Warm temperatures one Challenge

Horn’s memories of the World Cup in Le Grand Bornand are like his career: with light and shadow. “I’ve had very good races there, especially the sprint last December was really strong, and that’s exactly what I’d like to build on.” Horn finished fourth, narrowly missing the premiere podium.

The Oberhofer also associates France with difficult weather and a lot of rain. According to the forecast, that won’t happen this time. It should be warm for that. Sports director Felix Bitterling spoke in advance of “a challenging week“The high temperatures could make the conditions wet and challenging in places, said Bitterling. But no matter what the conditions are, you want to “take the positive spirit with us from Hochfilzen, continue to build on it and take the next step, especially with regard to the still open Olympic qualifications for some of our athletes“.

Germany’s Philipp Horn and France’s Eric Perrot at the World Cup in Annecy

Sports show expert Lesser: “We lack young talent”

Horn has the Olympics in the bag with his third place.
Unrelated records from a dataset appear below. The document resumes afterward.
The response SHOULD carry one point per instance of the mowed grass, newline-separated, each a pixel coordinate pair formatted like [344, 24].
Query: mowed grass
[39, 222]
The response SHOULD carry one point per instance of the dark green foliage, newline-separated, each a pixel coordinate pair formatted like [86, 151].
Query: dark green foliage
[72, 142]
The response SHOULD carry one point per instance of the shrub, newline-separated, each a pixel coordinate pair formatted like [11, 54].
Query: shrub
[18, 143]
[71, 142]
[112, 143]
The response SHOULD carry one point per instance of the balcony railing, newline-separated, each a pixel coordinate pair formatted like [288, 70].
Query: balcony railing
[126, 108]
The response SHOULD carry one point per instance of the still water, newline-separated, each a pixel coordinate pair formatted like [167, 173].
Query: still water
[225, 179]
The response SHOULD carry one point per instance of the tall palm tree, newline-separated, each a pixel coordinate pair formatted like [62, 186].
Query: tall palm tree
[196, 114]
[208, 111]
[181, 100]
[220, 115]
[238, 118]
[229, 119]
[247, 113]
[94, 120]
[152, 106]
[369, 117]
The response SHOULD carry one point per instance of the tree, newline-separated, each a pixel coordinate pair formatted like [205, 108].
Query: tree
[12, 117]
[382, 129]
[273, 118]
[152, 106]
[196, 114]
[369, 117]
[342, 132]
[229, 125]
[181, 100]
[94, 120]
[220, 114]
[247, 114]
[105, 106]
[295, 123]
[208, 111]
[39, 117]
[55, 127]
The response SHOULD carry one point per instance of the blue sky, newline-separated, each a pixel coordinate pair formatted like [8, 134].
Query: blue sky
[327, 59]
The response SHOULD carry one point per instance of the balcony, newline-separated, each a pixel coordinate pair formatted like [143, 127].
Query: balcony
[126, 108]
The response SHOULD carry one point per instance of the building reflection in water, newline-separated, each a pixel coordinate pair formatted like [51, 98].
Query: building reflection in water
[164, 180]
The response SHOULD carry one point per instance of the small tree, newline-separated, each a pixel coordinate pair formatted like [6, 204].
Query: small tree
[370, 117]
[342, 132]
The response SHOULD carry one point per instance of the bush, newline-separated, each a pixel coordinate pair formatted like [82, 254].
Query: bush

Experiences his Olympic premiere at the age of 31. The Thuringian’s example makes it clear that German biathletes have recently taken far too long to establish themselves among the world’s best. Why is that?

On the one hand, certainly due to the lack of offspring. Expert Erik Lesser recently said in the Sportschau podcast: “I’m now looking at this from my Thuringian perspective: In the end, we’re lacking young talent. There is a boy and maybe two girls in the ‘Student 15’ in Thuringia. And we’re talking about Thuringia and Oberhof – this is a biathlon mecca. Sven Fischer, Frank Luck, Mark Kirchner and Frank Ulrich come from there. And there are junior classes in which only one person does biathlon. A human!

Just shorten it

Another problem: the path from talent to the World Cup is too long. The Germans regularly win medals among the juniors, but then often have to qualify for the IBU Cup first. “That can’t be true“, says Lesser and continues: “Somehow our development then stops. I don’t know why that is.